GDS: Grid Data Service
Who are we?
The GDS project gathers three partners:
One of the main contributions of grid computing environments developed so far consists in decoupling deployment from computation. This aspect is particularly emphasized within the ASP (Application Service Provider) environments, where the deployment is seen as a service provided by the computing infrastructure: The programmer does not have to code it into its application, since the infrastructure is responsible for localizing the necessary physical resources and for interacting with them following a global scheduling policy.
In contrast, we must note that such a service does not really exist for handling large data sets on the grid. Whereas complex computing infrastructures are available and are able to transparently schedule computations on distributed architectures, data storage and data transfer must still to be managed explicitly by the programmer. In the best case, some advanced file transfer facilities are provided, such as GASS/GridFTP. When applications use huge amounts of data distributed on a large number of machines, this results in very complex explicit data management, which limits the efficient usage of the computational grids. This is precisely the point addressed by this project.
The goal of this project is to propose an approach where the grid computation is decoupled from data management, by building a data sharing service adapted to the constraints of scientific grid computations. This service aims at providing mainly two properties.
Persistence. The data sets used by the grid computing applications may be very large. Their transfer from one site to another may be costly (in terms of both bandwidth and latency). To limit the cost of these data movements, we will explore strategies based on
- reusing data already available within the infrastructure;
- enabling prefetching algorithms to anticipate future accesses;
- using data localization information to enhance computation scheduling strategies.
Transparency. We aim at providing a transparent access to data: the programmer will not have to handle data localization and transfer: this is the responsibility of the data sharing service. The service will also transparently use adequate replication strategies and consistency protocols to ensure data availability and consistency in a large-scale, dynamic architecture, where the computing and storage resources may join and leave, or fail.
Performance. The target applications are numerical simulations inherited or derived from motivating applications of high-performance parallel computing on clusters.
Scalability. The algorithms proposed within the context of parallel computing have often been studied on small-scale configurations. Our target architecture today is of the order of tens of thousands of computing nodes. On such architectures, a viable approach for data management has been proposed by peer-to-peer systems.
Mutable data. In our target applications data are generally shared and can be modified by multiple sites. A large number of strategies have been proposed for handling data replication and data consistency, in the context of Distributed Shared Memory (DSM) systems. Again, these strategies and protocols have been designed with the assumption of a static, small-scale, homogeneous architecture. In this project we assume a dynamic, large-scale, heterogeneous architecture. One of the main challenges of this project is to explore adequate consistency models and protocols by taking into account these new hypotheses.
To summarize, our approach will take its inspiration from mainly two sources: the DSM systems, which propose consistency models and protocols for mutable data, on static, small-scaled configurations and the peer-to-peer systems, which have proven adequate for the management of immutable data on dynamic, large-scale configurations. Our data sharing service will thus address the problem of managing mutable data on dynamic, large-scale configurations.

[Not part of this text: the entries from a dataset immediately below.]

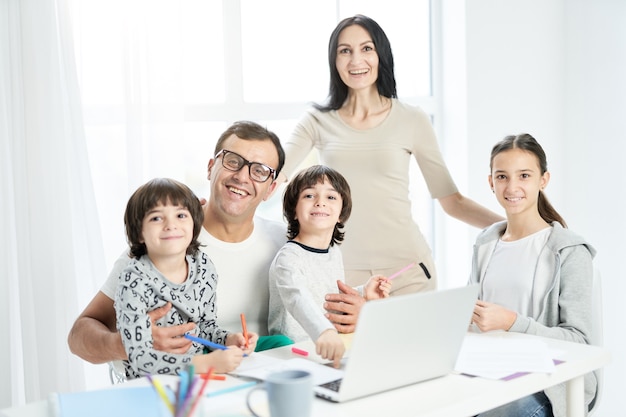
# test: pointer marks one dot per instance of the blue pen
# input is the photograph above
(207, 343)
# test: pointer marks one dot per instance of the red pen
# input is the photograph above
(245, 329)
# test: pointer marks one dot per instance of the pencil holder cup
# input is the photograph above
(289, 394)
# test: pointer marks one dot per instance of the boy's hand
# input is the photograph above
(330, 346)
(222, 361)
(377, 286)
(343, 308)
(169, 338)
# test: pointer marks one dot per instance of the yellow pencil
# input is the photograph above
(161, 391)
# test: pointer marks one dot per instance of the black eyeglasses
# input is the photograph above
(234, 162)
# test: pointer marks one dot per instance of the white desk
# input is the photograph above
(448, 396)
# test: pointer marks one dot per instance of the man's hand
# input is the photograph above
(169, 339)
(343, 308)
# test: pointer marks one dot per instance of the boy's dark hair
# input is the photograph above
(308, 178)
(148, 196)
(247, 130)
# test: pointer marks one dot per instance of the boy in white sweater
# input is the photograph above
(316, 205)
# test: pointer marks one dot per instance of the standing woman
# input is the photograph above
(535, 275)
(369, 136)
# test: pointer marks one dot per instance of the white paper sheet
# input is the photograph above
(494, 357)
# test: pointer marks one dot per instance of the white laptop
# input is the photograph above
(403, 340)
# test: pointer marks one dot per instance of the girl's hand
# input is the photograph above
(489, 316)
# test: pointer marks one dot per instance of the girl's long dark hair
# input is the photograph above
(526, 142)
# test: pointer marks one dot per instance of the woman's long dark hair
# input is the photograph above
(526, 142)
(386, 82)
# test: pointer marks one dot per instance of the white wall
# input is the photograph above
(557, 69)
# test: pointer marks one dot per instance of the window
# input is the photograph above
(161, 79)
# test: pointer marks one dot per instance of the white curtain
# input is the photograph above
(51, 251)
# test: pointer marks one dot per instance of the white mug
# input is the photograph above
(289, 393)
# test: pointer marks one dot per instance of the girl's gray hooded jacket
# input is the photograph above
(561, 295)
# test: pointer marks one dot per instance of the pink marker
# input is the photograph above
(300, 351)
(409, 266)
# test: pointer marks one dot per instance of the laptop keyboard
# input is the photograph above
(333, 385)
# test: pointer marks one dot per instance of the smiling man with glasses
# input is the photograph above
(240, 244)
(234, 162)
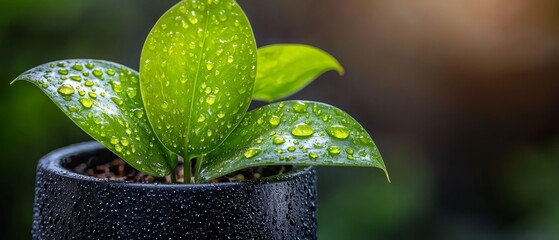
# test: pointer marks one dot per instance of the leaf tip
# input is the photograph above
(387, 176)
(340, 70)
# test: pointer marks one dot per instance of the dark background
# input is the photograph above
(460, 96)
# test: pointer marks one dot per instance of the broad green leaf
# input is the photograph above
(294, 133)
(104, 99)
(284, 69)
(197, 68)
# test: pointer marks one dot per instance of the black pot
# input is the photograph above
(74, 206)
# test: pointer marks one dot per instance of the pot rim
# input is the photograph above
(52, 162)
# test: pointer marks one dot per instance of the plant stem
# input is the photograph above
(187, 170)
(174, 176)
(197, 169)
(171, 156)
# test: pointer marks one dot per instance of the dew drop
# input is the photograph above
(201, 118)
(209, 65)
(192, 18)
(338, 131)
(117, 87)
(86, 102)
(313, 156)
(333, 150)
(131, 92)
(73, 108)
(299, 107)
(139, 114)
(77, 67)
(97, 72)
(278, 140)
(66, 90)
(275, 121)
(251, 152)
(164, 105)
(302, 130)
(210, 99)
(116, 100)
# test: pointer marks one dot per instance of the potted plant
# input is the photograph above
(183, 119)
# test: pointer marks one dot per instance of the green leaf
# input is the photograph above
(104, 99)
(294, 133)
(198, 67)
(284, 69)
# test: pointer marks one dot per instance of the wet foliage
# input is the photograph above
(198, 73)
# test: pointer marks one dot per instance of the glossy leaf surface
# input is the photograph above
(294, 133)
(198, 67)
(104, 99)
(284, 69)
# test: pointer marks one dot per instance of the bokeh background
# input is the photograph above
(460, 96)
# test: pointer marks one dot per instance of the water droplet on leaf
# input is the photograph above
(299, 107)
(338, 131)
(333, 150)
(86, 102)
(302, 130)
(66, 90)
(275, 121)
(278, 140)
(251, 152)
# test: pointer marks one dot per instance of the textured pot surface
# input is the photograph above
(73, 206)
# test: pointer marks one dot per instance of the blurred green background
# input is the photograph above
(461, 97)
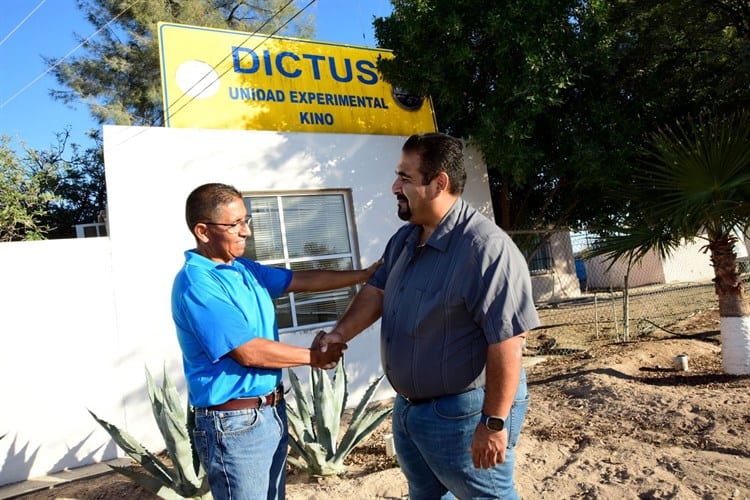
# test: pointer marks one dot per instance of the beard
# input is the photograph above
(404, 212)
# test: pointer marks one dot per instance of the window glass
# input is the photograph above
(314, 225)
(302, 232)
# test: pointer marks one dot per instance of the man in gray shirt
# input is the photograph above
(455, 298)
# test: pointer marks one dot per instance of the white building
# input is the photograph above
(85, 317)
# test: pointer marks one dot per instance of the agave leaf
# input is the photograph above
(170, 418)
(136, 451)
(298, 448)
(327, 418)
(340, 383)
(317, 449)
(364, 421)
(303, 407)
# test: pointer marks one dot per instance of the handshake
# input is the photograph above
(326, 350)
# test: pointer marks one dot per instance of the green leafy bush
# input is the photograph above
(186, 479)
(315, 422)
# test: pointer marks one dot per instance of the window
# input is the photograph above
(304, 231)
(91, 230)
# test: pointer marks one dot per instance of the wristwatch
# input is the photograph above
(492, 423)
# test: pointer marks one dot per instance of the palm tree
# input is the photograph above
(695, 183)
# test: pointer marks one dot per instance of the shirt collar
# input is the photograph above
(193, 258)
(440, 239)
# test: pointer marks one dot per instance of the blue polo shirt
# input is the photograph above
(216, 308)
(445, 302)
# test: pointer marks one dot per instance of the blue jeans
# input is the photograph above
(433, 441)
(243, 451)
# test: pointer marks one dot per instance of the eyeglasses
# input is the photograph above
(233, 227)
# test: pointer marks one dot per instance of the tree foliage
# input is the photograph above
(26, 189)
(118, 77)
(561, 94)
(80, 188)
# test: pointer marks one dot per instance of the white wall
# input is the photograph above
(86, 317)
(61, 354)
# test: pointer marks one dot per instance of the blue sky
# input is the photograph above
(30, 29)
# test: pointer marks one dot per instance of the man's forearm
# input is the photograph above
(363, 311)
(503, 374)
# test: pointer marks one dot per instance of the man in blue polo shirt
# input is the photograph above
(455, 301)
(222, 306)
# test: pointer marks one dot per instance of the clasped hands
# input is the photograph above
(326, 350)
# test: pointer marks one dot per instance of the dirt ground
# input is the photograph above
(614, 421)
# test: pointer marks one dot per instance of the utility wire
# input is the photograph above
(215, 67)
(22, 22)
(59, 61)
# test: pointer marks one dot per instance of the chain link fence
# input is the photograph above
(583, 302)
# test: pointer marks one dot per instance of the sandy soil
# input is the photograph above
(616, 421)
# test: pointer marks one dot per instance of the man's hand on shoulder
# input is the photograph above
(371, 269)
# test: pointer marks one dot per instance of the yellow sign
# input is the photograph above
(231, 80)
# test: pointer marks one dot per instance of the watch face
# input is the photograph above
(495, 423)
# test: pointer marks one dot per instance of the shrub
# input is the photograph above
(315, 422)
(186, 479)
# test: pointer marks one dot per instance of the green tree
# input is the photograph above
(80, 187)
(118, 76)
(695, 180)
(26, 187)
(560, 94)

The main goal of this project is to specify, design, implement and evaluate a data sharing service for mutable data and integrate it into the DIET ASP environment developed by the GRAAL team of LIP. This service will be built using the generic JuxMem platform for peer-to-peer data management (currently under development within the PARIS team of IRISA, Rennes). The platform will serve to implement and compare multiple replication and data consistency strategies defined together by the PARIS team (IRISA) and by the REGAL team of LIP6.